Une association née de rencontres

Philippe Marie en retient surtout des histoires faites de « rencontres ». Quand il a besoin occasionnellement d’un accueil sur Montbéliard (Doubs), le responsable associatif sait qu’il y a désormais des « amis », comme il appelle spontanément ses hôtes. Les lettres de remerciement s’accumulent sur son bureau. Les bénéficiaires du réseau ne tarissent pas d’éloges. Telle cette femme, qui traversait une « période de recherche d’emploi  difficile » et qui affirme que l’accueil chaleureux de ses hébergeurs lui a donné « du punch pour aller à ces entretiens ». Ou encore cette participante, témoignant de « l’accueil formidable » de ses hôtes, qui l’a « aidé à décompresser le jour de [son] entretien ».

L’initiative est née d’une rencontre de cadres sur Bordeaux (Gironde), il y a vingt-cinq ans, tous passés par la case chômage et désireux de tendre, à leur tour, la main aux demandeurs d’emploi. Le réseau s’est peu à peu étendu dans plus d’une centaine de villes.
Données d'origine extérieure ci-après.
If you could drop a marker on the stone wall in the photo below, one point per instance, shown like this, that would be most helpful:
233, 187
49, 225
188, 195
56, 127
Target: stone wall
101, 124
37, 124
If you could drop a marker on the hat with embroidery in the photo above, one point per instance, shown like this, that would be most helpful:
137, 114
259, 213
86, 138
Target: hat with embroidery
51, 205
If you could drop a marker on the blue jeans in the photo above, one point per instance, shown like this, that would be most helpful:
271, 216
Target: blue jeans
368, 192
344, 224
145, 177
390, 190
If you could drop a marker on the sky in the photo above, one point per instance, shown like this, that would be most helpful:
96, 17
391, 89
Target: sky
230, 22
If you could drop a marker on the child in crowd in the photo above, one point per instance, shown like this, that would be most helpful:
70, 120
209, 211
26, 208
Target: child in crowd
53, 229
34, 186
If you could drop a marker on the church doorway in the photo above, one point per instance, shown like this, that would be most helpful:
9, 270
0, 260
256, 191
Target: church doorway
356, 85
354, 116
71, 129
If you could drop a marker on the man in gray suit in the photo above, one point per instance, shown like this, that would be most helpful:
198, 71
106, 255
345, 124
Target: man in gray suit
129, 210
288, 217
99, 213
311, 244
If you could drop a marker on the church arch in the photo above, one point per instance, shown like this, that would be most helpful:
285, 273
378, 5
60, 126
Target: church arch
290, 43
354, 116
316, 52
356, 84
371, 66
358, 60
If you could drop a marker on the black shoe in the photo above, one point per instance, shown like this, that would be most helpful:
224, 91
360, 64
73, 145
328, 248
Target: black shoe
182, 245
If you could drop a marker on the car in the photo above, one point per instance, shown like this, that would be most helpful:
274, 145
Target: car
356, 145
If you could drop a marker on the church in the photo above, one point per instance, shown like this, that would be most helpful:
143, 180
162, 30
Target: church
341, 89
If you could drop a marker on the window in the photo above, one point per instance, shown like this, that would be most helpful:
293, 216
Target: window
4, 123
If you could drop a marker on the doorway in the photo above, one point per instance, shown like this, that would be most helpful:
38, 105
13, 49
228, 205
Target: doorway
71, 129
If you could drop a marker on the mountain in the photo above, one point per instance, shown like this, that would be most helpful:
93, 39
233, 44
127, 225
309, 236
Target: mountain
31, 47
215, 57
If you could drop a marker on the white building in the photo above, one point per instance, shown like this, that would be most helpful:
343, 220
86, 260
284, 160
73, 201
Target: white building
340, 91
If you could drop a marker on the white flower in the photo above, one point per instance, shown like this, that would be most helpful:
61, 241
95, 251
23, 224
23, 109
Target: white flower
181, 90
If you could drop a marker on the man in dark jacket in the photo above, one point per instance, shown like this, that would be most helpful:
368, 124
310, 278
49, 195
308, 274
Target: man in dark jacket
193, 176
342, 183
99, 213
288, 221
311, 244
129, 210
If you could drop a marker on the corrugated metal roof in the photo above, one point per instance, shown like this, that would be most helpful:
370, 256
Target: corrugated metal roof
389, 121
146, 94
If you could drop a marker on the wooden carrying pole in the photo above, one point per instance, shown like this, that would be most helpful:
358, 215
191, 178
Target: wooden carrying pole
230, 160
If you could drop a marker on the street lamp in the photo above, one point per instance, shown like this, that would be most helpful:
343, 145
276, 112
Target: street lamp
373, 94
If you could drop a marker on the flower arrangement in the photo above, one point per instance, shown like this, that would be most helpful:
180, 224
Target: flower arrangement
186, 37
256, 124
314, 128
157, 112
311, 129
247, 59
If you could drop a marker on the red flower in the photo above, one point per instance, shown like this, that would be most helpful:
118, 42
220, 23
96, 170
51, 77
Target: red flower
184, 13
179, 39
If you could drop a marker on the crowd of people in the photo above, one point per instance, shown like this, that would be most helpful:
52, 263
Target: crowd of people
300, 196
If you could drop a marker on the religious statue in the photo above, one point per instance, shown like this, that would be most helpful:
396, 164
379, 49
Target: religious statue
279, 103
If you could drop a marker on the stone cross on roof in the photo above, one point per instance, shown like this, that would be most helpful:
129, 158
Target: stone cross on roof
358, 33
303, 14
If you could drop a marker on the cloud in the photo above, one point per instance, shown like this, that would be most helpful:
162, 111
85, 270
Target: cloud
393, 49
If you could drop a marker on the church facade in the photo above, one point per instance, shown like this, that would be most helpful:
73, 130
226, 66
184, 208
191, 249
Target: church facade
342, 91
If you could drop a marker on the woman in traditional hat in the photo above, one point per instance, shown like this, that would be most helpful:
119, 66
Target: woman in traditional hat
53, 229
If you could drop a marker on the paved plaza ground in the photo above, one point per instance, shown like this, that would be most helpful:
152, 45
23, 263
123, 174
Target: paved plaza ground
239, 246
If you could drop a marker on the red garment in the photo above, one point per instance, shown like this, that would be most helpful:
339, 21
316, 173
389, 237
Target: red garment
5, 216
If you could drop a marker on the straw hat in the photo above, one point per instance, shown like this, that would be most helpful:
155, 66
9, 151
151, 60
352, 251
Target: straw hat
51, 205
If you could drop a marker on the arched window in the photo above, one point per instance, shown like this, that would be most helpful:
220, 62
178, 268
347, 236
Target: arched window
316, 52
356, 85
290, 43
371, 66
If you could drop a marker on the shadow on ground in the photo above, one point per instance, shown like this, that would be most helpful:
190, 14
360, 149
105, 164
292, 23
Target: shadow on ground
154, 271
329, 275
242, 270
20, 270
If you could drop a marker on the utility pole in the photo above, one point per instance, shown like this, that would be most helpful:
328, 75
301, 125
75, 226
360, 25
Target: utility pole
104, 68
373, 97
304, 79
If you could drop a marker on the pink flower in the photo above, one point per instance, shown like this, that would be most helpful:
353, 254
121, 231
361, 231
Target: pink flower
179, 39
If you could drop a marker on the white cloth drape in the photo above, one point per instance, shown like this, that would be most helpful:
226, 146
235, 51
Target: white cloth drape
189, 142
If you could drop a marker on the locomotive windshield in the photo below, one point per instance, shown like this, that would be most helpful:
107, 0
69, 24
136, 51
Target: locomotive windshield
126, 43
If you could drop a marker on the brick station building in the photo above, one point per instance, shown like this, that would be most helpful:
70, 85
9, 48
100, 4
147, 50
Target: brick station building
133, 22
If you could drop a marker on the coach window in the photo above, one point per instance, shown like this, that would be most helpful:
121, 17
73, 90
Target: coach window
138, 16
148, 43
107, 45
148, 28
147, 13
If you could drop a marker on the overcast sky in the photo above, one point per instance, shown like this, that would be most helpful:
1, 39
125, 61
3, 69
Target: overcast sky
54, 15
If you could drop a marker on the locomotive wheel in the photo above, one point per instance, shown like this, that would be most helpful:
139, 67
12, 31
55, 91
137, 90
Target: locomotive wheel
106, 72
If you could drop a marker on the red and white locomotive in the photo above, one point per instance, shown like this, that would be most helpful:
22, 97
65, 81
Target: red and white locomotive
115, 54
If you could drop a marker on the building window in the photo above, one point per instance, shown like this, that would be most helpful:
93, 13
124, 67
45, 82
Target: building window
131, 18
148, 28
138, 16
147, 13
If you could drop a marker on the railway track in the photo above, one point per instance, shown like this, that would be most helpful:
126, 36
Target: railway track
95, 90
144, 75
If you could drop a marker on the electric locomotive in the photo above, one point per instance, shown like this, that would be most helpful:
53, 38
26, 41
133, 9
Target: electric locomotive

Pour recruter les « familles d’accueil », l’association fonctionne principalement sur le bouche-à-oreille : « La plupart sont des gens assez âgés, qui se retrouvent avec une chambre disponible à la suite du départ de leurs enfants, indique Philippe Marie. Il s’agit aussi de personnes qui ont été aidées par le réseau, et qui participent à leur tour. » Quant au profil des personnes accueillies, « ce sont généralement des jeunes, mais cela peut aller jusqu’à 50-55 ans ».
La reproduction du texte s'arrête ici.